Hey there everybody!
I’m trying to get a better understanding for the pipeline in general and also about how the DIETClassifier works. I consider myself to be having a good basic knowledge, but I am needing some help to solidify my understanding of some of the concepts.
I already read through a lot of ressources, like the rasa masterclass ebook, the documentation, watched plenty of Rasa YouTube Videos, for the master class, as well as the algorithm whiteboard and also had a look at the Paper for the DIETClassifier. But for some aspects I’m having a hard time wrapping my head around it and thought about asking within the community.
I will try to state some facts regarding an example pipeline to subsequently ask associated questions to help me clarify the concepts. Thanks!
The pipeline contains multiple components that process data sequentially. Every utterance will be processed by these components during the training, as well as during production. The chatbot learns how to extract entities during the trainingphase, and afterwards uses the learned model to classify intents and to extract entities. So far so good. Let’s consider the described pipeline from the documentation @ Sensible Starting Pipelines:
- name: SpacyNLP
- name: SpacyTokenizer
- name: SpacyFeaturizer
- name: RegexFeaturizer
- name: LexicalSyntacticFeaturizer
- name: CountVectorsFeaturizer
- name: CountVectorsFeaturizer
- name: DIETClassifier
- name: EntitySynonymMapper
- name: ResponseSelector
In the first step we load the pre-trained embeddings of a spaCy-supported model. This allows our model to get a certain “feeling” for a language, without having to define a lot of traingsdata ourselves. The Tokenizer splits utterances into different tokens that the Featurizers use to convert them into dense numerical vectors that try to represent the information of a word. These numbers can then be fed into our DIETClassifier to be trained on, to learn how to extract entities and classify intents.

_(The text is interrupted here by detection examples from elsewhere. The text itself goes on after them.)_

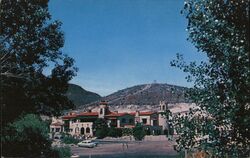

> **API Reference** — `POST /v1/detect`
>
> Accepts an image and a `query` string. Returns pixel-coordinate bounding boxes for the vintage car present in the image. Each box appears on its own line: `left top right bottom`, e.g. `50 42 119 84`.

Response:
77 140 97 148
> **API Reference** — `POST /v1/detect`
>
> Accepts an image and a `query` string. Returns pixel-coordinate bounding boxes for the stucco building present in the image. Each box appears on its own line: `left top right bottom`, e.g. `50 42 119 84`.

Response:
50 101 168 137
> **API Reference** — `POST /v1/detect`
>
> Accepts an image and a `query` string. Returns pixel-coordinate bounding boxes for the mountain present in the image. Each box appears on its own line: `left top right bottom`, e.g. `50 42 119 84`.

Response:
82 83 189 110
66 84 101 107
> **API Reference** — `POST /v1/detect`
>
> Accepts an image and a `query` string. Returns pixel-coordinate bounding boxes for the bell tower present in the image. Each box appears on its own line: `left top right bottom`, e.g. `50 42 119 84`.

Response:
98 101 109 118
159 101 168 112
158 101 168 134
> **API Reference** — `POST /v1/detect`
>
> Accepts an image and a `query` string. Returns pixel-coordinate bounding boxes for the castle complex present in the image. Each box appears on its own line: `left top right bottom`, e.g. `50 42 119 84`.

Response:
50 101 168 137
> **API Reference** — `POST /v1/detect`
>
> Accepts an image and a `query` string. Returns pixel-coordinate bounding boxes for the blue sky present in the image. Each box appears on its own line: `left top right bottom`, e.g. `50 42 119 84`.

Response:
49 0 205 96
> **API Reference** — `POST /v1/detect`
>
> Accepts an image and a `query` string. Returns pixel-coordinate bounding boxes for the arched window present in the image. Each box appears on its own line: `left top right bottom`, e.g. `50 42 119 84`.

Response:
81 127 84 135
86 127 90 133
75 127 79 133
122 118 126 123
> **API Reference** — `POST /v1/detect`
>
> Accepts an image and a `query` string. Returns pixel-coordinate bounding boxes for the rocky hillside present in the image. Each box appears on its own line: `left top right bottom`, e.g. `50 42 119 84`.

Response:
82 83 189 110
66 84 101 107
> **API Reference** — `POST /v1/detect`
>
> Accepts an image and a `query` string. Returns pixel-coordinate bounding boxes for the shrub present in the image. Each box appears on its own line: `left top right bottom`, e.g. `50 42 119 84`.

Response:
122 128 133 136
1 114 51 157
133 123 146 140
108 127 122 137
62 135 80 144
49 147 71 158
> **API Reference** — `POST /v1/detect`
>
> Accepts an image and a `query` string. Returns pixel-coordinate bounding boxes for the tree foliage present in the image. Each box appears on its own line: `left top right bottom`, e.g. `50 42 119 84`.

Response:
1 114 51 157
0 0 76 125
93 118 109 139
133 123 146 140
171 0 250 157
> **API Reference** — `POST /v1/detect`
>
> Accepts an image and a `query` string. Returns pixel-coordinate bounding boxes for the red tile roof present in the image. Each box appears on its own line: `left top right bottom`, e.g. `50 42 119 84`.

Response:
140 111 155 115
129 111 156 116
105 112 131 117
77 112 98 116
62 114 76 119
62 112 98 119
51 122 63 126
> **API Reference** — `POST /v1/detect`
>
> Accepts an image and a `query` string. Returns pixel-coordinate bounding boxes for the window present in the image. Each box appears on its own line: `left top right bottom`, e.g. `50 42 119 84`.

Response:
129 119 134 123
86 127 90 133
122 118 126 123
75 127 79 133
81 127 84 134
56 128 60 132
153 120 157 126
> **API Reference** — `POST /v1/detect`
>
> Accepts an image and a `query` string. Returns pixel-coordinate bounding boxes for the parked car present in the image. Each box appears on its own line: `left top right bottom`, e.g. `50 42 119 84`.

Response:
70 154 80 158
77 140 97 148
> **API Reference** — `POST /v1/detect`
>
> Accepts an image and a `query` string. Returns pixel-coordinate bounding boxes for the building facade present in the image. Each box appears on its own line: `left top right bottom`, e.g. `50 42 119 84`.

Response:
50 101 168 137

I hope what I stated so far was true. Now to my further questions:
What is happening to my own trainingdata within the pipeline in contrast to the training data that is provided through the spaCy language model? Is the trainingsdata just being thrown together to be then be fed through the pipeline or do the different kinds of trainingdata somehow use different components?

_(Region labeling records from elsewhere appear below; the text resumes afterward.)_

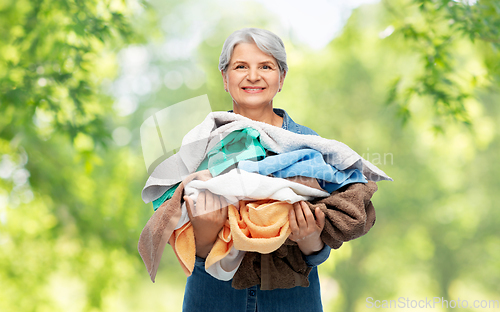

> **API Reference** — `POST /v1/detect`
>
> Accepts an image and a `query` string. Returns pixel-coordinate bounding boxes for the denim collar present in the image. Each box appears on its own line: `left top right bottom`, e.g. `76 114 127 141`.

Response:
227 108 295 130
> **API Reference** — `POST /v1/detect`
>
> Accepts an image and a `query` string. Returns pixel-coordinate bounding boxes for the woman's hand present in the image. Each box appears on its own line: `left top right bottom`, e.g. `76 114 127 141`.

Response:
288 201 325 256
184 191 227 258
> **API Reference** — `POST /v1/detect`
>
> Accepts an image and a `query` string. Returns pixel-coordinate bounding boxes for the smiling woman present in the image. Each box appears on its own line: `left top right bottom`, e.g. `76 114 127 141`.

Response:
183 28 331 312
221 42 286 127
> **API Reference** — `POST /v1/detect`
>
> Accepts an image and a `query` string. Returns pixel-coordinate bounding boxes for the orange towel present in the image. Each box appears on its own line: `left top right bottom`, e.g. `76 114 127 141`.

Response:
169 200 293 276
228 200 293 254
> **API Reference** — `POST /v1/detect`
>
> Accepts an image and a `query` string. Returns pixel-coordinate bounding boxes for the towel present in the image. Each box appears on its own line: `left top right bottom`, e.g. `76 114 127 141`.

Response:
137 170 212 282
238 148 367 193
228 200 293 254
169 200 293 280
142 112 392 203
138 169 328 282
231 181 377 290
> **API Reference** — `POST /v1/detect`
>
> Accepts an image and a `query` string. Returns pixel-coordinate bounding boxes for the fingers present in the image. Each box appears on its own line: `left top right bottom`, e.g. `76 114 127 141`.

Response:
184 195 194 219
288 209 299 236
314 207 325 231
220 196 228 220
293 201 307 228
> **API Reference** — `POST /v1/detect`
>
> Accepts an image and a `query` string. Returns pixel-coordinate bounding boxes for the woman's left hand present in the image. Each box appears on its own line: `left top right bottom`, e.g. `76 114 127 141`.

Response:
288 201 325 256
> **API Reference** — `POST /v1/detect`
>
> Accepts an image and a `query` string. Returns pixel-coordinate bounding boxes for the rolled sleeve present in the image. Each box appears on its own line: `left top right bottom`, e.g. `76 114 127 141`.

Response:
304 244 332 267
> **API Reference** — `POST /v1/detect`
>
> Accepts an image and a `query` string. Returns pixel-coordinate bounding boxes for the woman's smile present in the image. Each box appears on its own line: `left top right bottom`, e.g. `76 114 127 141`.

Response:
222 43 284 111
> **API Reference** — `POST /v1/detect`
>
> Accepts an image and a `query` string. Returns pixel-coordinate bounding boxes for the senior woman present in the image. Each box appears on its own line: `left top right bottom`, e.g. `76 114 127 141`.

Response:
183 28 330 312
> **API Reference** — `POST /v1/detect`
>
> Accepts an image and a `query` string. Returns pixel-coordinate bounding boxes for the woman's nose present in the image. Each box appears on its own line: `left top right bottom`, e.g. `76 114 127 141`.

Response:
247 68 260 82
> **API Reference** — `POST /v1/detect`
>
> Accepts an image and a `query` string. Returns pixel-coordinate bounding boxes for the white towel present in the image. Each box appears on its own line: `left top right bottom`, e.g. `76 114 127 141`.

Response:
175 169 330 281
142 112 392 203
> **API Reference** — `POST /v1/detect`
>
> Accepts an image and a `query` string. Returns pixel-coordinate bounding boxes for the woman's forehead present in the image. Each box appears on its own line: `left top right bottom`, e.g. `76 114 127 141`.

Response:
231 42 277 64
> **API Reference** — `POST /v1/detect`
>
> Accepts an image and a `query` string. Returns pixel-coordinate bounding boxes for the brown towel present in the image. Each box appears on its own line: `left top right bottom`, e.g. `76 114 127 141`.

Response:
232 181 377 290
137 170 211 283
138 179 377 289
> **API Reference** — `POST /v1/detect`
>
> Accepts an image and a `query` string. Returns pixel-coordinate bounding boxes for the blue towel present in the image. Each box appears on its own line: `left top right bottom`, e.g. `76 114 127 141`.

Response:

Do multiple Featurizers mean that the data is being shaped further down the road (since it’s a pipeline) or do they create seperate features? In the documentation is also stated, that the SpacyFeaturizer provides pre-trained word embeddings from GloVe or fastText…how do I know which is being used, I couldn’t find further information to this.
Now in the Paper and the associated youtube video it is stated, that the DIETClassifier during the training uses a pretrained embedding like BERT, GloVe or ConveRT. Is in our case spaCy used or is this not to be confused with each other? How is it related to the SpacyFeaturizer?
I think looking through all the ressources had me left being more confused instead of feeling a true understanding. I’m grateful for anyone trying to help me connect the dots.